Another factor that affects mortgage rates is availability of credit.
Based on macroeconomic conditions like prevailing unemployment levels, mortgage lenders may project an elevated risk of credit default.
In anticipation of higher rate of credit default, lenders may tighten their underwriting guidelines. They might outright stop offering specific mortgage programs like Jumbo Loans or FHA mortgages, or price themselves out of the market, i.e. setting outrageously high rates for specific products.
Recall that so long as all usury limits and anti-discriminatory laws are followed, mortgage lenders are well within their rights to set underwriting guidelines for their specific mortgage products and change the cost of their offered product any day.
Other Factors Impacting Mortgage Rates
Another important factor impacting rates is processing capacity constraints at mortgage lenders.
When lenders are capacity constrained because of too many applications to review in their system, they may be simply unable to process enough application in time, and may opt to raise interest rates.

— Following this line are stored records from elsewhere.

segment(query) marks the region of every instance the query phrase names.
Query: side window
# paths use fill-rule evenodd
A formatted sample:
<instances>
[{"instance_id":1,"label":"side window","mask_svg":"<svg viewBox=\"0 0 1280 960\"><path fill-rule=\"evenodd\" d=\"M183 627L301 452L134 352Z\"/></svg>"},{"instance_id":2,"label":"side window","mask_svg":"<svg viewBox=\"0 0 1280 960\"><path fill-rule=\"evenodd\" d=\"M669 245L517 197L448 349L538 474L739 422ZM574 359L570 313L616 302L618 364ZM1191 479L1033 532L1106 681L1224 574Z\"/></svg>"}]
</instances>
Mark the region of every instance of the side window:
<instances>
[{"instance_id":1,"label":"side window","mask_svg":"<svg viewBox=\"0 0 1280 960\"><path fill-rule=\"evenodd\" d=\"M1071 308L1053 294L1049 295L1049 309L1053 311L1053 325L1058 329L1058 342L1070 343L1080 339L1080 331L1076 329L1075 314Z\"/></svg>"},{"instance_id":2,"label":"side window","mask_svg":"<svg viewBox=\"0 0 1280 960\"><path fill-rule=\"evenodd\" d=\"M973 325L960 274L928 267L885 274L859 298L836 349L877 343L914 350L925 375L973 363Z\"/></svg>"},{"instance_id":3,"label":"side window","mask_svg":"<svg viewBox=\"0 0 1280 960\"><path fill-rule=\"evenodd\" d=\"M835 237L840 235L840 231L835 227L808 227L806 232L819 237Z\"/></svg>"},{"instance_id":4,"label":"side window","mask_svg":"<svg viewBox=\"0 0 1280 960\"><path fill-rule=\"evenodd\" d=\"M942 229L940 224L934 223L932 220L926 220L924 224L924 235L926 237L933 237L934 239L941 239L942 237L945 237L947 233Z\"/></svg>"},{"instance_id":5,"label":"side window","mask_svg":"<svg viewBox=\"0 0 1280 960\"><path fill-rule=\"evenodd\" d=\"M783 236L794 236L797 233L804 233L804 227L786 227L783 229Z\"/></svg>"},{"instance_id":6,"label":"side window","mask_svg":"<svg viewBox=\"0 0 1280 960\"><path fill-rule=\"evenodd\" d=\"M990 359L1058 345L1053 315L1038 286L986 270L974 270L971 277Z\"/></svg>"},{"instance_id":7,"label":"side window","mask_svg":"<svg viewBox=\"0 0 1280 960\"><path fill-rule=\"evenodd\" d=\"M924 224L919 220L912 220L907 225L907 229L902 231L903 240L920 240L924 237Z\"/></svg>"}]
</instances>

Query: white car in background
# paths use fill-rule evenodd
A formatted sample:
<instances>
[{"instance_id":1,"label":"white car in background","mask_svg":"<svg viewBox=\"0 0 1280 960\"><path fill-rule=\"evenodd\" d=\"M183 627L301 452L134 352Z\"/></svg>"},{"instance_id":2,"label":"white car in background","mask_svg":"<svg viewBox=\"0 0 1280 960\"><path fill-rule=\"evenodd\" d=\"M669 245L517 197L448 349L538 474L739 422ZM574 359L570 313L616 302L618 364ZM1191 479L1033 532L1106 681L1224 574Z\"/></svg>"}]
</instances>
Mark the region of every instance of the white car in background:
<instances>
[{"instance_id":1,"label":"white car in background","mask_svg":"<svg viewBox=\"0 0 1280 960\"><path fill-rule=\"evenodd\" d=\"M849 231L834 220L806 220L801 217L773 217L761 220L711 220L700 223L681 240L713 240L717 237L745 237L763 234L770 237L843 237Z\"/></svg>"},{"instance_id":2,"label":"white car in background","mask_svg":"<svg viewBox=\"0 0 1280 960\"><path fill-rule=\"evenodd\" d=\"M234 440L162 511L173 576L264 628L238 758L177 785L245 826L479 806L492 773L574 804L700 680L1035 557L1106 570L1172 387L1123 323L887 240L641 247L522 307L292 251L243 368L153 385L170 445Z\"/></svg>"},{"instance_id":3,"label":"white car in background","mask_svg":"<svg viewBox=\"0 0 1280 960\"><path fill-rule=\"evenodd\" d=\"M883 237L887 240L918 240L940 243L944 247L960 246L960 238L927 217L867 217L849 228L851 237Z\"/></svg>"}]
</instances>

Note that mortgage lenders are free to set any rate they like within usury limits, so long as they are in full compliance with the Equal Credit Opportunity Act and are not discriminating against a borrower.
As a reason, on any given day, different lenders actually price the risk of a given borrower and a given property very differently. The rates offered by different lenders to a borrower vary significantly.
This is in part driven by strategic interests of mortgage lenders and also their current lending portfolio. Lender’s freedom to set arbitrary rates within usury limits impacts borrowers significantly and makes shopping for mortgage rates a key step for mortgage seekers.